ViaTOLL w środku lata 2014

ViaTOLL w środku lata 2014

Miało być pięknie, a wyszło jak zawsze... Od dłuższego czasu posłowie pracowali nad nowelizacją ustawy o drogach publicznych, a dokładnie nad zmianą w systemie karania kierujących naruszających przepisy dotyczące systemu viaTOLL. Atmosfera wokół całej sprawy narastała wraz z...

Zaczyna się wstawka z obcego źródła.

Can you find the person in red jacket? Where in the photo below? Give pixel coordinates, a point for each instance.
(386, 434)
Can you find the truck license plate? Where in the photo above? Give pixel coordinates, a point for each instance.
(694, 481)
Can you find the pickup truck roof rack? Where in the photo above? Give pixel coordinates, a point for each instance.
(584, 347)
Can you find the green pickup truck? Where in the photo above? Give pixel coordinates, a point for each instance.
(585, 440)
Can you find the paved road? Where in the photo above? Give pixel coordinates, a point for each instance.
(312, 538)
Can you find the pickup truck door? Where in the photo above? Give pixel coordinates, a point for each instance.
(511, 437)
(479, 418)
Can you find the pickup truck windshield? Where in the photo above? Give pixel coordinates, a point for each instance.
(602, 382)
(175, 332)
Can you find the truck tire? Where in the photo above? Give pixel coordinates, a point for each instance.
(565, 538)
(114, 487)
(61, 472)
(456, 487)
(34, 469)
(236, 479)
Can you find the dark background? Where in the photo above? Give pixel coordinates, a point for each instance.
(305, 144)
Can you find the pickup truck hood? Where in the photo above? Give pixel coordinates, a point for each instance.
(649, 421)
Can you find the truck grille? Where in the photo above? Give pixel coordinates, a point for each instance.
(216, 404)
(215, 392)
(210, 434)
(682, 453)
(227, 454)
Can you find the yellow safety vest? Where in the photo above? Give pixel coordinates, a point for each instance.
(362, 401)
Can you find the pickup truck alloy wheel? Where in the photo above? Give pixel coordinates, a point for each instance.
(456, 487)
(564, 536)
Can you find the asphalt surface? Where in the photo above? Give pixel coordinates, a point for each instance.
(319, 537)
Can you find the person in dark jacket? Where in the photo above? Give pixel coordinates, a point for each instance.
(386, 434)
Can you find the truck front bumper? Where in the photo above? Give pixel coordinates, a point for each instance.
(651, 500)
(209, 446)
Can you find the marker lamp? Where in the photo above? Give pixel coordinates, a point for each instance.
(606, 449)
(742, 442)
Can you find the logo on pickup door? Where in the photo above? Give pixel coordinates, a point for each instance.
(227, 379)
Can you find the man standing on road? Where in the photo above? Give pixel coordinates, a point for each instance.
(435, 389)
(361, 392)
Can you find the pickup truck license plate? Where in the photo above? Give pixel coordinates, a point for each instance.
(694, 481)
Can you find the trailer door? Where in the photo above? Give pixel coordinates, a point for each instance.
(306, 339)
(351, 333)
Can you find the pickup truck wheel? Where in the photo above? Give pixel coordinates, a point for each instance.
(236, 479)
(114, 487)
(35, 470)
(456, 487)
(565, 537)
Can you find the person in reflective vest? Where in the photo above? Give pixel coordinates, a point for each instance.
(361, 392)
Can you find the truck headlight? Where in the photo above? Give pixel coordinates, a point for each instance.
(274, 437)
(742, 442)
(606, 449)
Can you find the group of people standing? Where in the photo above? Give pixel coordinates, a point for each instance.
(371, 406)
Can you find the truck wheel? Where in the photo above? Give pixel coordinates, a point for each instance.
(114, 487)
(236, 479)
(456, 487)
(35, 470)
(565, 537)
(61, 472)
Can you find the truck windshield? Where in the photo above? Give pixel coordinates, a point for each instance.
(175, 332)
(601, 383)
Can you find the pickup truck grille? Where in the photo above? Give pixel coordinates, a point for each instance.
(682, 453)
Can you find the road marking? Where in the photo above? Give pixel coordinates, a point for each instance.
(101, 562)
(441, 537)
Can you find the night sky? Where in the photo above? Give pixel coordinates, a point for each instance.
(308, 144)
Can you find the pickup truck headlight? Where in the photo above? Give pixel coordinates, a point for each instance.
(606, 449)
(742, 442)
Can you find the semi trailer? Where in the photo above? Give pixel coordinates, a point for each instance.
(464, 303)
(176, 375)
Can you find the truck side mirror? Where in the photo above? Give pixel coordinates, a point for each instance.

Interpretacje przepisów dotyczących karania okazały się sprzeczne z Konstytucją RP. Potwierdzenie takiego stanowiska możemy znaleźć w wielu wyrokach sądów. Przez media przelała się fala krytyki wylanej najpierw na Kapscha, a potem na twórców tego wspaniałego prawa. Dla ekipy rządzącej stało się jasne, że trzeba coś zmienić. Jednocześnie nastąpiły zmiany personalne i w GDDKiA, i ministerstwie transportu. Wielu przedsiębiorców i kierowców upatrywało w tych zmianach jutrzenki normalności i dostosowania polskiego prawa do przepisów innych państw EU, w których system viaTOLL działa bez większych problemów.

Obiecująca nowelizacja

Projekt, który powstał był bardzo obiecujący. Sami nie mogliśmy uwierzyć, że coś takiego może być brane pod uwagę. Nowelizacja zakładała zwolnienie z tzw. viaTOLL przedsiębiorców wykonujących przewozy na liniach regularnych do 150 km. Zwolnione miały być również samochody osobowe z przyczepkami/lawetami, a także autobusy dowożące dzieci do szkoły. Natomiast ani słowem nikt nie wspomniał o możliwości doładowania konta „wstecz”, co jest fundamentalną i najważniejszą zmianą, o którą postulujemy od samego początku. Jednocześnie wszystkie nasze źródła zbliżone do Komisji Infrastruktury mówiły wprost o tym, że zmiany te nie zostaną przyjęte. Poczuliśmy delikatną „niespójność” w działaniach tejże komisji. Równocześnie zaczęły w nas dojrzewać najczarniejsze obawy, które mieliśmy od samego początku prac nad tym projektem.

Projekt nie ma niczego naprawiać. Ma tylko wprowadzić kosmetyczne zmiany, które zamkną usta zirytowanemu społeczeństwu oraz instytucji takiej jak RPO. Ministerstwo finansów powtarzało cały czas, jak mantrę, że w systemie viaTOLL nie chodzi o karanie. Że to nie jest skok na kasę obywateli. Wszystkie te deklaracje już dziś można włożyć między bajki.

W systemie viaTOLL chodzi o karanie. Trzeba to dziś jasno i wyraźnie powiedzieć.

Co się udało?

Ze wszystkich proponowanych zmian przyjęto w zasadzie trzy.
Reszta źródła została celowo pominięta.